Prefix mode offers a simple translation between exponent strings and 
one or two letter prefixes. 
For scientific and engineering formats the prefixes are matched to
integer multiple of 3 exponent according to the [SI prefixes](https://www.nist.gov/pml/owm/metric-si-prefixes).
For binary formatsthe prefixes are matched to integer multiples of 10 
according to the [IEC prefixes](https://physics.nist.gov/cuu/Units/binary.html).
Supported translations:

SI Prefixes:

| Exponent Value   | Prefix Name | Prefix   |
|------------------|-------------|----------|
| 10<sup>+30</sup> | Quetta      | Q        |
| 10<sup>+27</sup> | Ronna       | R        |
| 10<sup>+24</sup> | Yotta       | Y        |
| 10<sup>+21</sup> | Zetta       | Z        |
| 10<sup>+18</sup> | Exa         | E        |
| 10<sup>+15</sup> | Peta        | P        |
| 10<sup>+12</sup> | Tera        | T        | 
| 10<sup>+9</sup>  | Giga        | G        |
| 10<sup>+6</sup>  | Mega        | M        |
| 10<sup>+3</sup>  | Kilo        | k        |
| 10<sup>-3</sup>  | milli       | m        |
| 10<sup>-6</sup>  | micro       | &micro;  |
| 10<sup>-9</sup>  | nano        | n        |
| 10<sup>-12</sup> | pico        | p        |
| 10<sup>-15</sup> | femto       | f        |
| 10<sup>-18</sup> | atto        | a        |
| 10<sup>-21</sup> | zepto       | z        |
| 10<sup>-24</sup> | yocto       | y        |
| 10<sup>-27</sup> | ronto       | r        |
| 10<sup>-30</sup> | quecto      | q        |

IEC Prefixes:

| Exponent Value  | Prefix Name | Prefix |
|-----------------|-------------|--------|
| 2<sup>+80</sup> | Ronna       | Yi     |
| 2<sup>+70</sup> | Yotta       | Zi     |
| 2<sup>+60</sup> | Zetta       | Ei     |
| 2<sup>+50</sup> | Exa         | Pi     |
| 2<sup>+40</sup> | Peta        | Ti     |
| 2<sup>+30</sup> | Tera        | Gi     | 
| 2<sup>+20</sup> | Giga        | Mi     |
| 2<sup>+10</sup> | Kibi        | Ki     |

Examples of prefix mode are:

- `f'{sfloat(12.4e+06):rp}'` gives `'12 M`'
- `f'{sfloat(1024*2**10):bp'` gives `1 Mi`


# Configuration options (forthcoming)

It is possible to modify the global default configuration for `sciform`
to avoid repetition of verbose (and difficult-to-parse-for-humans) 
format specification strings. 

The global defaults are stored in the `FMT_SPEC_GLOBAL_DEFAULTS` 
`FormatSpec` object.
When a call is made to format an `sfloat`, any parameters extracted from
the format specification string are used for the formatting, while any 
parameters not supplied are extracted from the global defaults object.

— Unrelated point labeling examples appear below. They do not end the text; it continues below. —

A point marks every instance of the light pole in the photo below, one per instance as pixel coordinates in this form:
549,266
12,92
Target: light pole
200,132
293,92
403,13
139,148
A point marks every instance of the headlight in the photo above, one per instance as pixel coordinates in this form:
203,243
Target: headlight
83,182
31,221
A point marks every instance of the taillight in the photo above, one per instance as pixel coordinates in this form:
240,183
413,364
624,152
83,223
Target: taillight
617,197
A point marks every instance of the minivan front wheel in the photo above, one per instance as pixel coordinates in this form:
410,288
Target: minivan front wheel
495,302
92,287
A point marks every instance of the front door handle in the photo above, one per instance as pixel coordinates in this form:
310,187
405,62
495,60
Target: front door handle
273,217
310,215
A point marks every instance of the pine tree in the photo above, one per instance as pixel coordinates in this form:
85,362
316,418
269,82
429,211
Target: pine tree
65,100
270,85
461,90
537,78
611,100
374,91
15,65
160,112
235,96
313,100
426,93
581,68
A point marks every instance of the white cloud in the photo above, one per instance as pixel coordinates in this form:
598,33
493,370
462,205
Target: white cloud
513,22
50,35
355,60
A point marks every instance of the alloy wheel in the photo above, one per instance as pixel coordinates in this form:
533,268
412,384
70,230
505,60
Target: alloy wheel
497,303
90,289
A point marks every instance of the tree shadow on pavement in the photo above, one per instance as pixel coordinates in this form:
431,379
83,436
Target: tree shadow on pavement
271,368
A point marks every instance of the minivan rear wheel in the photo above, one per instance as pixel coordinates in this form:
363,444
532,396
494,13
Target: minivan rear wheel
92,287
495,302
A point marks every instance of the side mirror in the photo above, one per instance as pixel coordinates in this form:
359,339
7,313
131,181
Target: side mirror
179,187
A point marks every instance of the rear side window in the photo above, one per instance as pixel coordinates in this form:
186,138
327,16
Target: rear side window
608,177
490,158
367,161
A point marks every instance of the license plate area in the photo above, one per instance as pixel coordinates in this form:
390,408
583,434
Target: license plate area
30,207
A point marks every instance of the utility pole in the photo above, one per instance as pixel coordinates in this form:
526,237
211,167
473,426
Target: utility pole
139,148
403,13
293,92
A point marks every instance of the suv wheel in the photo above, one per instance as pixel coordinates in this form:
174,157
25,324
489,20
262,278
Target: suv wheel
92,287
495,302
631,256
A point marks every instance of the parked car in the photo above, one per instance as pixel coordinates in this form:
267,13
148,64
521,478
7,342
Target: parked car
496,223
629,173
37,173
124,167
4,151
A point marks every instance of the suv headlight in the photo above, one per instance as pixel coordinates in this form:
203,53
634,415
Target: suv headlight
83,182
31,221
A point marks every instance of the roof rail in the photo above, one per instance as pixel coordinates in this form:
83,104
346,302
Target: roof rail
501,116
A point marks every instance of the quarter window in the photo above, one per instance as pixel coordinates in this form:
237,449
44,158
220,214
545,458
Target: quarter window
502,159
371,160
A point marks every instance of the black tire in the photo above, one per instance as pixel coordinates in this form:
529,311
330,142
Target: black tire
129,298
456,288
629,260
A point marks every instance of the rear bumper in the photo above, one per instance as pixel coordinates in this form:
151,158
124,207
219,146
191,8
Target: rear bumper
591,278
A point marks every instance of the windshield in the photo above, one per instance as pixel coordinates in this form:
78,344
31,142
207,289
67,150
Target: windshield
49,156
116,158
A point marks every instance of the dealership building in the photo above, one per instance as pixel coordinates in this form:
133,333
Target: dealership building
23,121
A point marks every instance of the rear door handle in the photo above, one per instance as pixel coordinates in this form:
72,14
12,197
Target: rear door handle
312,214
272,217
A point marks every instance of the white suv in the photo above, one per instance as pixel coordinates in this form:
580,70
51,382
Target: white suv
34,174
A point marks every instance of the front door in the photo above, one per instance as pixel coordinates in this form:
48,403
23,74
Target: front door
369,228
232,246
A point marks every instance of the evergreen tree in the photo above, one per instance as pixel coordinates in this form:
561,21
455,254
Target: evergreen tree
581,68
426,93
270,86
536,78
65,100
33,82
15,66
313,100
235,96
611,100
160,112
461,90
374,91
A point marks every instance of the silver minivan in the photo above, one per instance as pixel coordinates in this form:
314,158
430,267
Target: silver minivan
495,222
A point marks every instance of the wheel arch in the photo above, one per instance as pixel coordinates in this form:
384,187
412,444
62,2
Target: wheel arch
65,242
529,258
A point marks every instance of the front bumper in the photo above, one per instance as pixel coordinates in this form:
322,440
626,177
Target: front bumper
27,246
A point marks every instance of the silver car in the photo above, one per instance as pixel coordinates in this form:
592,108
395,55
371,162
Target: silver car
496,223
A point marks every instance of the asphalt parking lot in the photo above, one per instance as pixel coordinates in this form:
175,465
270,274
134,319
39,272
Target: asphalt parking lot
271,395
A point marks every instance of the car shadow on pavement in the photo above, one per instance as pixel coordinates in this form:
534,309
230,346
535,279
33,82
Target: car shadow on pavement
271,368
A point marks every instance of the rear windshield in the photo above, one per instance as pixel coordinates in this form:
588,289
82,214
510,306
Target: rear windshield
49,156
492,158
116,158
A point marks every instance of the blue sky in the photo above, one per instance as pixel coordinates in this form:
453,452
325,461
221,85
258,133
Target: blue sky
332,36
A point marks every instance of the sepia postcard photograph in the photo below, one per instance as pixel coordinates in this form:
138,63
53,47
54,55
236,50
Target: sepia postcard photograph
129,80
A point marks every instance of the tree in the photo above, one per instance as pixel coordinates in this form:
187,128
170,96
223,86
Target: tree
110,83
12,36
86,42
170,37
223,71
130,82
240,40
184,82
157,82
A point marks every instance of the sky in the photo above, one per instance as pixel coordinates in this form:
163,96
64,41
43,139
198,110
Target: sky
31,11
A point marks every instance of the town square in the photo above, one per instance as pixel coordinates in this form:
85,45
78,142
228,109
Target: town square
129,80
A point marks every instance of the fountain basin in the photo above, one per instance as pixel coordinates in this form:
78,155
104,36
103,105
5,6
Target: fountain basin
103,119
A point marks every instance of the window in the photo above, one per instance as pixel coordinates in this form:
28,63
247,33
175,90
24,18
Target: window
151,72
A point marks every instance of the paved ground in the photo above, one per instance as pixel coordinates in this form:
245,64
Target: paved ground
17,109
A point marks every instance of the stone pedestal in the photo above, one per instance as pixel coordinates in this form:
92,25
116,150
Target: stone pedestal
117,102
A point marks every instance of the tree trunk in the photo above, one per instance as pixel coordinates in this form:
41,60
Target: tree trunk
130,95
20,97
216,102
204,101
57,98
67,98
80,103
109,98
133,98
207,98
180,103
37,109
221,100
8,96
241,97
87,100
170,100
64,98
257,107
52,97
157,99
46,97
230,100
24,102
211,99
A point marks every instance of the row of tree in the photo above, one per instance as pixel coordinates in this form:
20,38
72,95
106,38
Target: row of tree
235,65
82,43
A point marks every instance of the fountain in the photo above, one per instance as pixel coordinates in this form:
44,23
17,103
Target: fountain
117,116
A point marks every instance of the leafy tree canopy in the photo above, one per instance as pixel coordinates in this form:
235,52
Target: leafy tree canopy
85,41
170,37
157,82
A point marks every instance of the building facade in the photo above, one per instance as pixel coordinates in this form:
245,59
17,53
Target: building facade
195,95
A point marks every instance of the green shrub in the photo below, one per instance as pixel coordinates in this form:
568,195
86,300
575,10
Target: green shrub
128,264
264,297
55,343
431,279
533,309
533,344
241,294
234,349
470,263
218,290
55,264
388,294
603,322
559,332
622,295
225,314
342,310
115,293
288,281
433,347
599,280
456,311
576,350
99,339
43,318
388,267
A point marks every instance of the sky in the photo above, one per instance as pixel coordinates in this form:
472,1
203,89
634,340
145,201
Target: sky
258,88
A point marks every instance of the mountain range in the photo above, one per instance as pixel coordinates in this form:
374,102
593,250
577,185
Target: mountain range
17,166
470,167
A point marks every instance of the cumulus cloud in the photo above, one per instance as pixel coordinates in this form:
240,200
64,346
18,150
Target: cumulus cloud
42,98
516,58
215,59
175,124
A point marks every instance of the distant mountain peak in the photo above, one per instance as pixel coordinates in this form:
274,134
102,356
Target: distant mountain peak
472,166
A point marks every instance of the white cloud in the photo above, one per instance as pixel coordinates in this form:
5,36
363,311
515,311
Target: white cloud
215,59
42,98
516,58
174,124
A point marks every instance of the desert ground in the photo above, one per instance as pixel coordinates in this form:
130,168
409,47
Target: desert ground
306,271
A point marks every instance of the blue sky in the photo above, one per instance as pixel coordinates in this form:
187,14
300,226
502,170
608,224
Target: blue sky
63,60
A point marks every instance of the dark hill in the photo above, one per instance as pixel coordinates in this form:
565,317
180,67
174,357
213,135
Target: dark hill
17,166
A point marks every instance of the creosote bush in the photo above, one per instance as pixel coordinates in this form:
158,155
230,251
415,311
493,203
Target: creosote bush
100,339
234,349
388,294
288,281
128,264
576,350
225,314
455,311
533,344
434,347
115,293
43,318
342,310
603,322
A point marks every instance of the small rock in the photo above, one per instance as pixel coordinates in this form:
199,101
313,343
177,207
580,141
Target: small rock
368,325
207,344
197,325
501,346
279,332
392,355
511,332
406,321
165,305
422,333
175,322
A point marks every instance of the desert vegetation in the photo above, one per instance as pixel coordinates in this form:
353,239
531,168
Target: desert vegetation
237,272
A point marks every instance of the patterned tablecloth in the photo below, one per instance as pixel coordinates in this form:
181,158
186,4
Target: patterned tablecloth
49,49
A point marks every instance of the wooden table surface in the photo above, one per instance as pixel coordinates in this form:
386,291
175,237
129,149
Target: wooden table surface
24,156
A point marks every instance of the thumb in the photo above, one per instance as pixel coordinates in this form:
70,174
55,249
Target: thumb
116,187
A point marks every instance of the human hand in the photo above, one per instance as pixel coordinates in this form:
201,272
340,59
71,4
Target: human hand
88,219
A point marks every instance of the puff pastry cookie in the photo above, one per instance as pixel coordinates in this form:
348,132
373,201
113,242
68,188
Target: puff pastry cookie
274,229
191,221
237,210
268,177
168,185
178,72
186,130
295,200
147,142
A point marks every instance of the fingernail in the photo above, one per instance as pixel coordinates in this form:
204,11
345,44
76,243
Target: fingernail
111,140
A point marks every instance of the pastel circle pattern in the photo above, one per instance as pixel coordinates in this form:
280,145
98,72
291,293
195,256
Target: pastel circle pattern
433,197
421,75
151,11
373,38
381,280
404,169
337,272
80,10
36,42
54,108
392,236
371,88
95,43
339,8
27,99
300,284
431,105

The global configuration object can be permanently modified using the 
`update_global_defaults()` function and `kwargs` corresponding to the 
parameters the default configuration options the user would like to
update (TODO: Documentation of acceptable `kwargs`). 
The user can also pass in an entirely new replacement `FormatSpec`
object to use as the new global configuration object.
In this case any `kwargs` passed in will be used to update this new
configuration object after it has replaced the old one.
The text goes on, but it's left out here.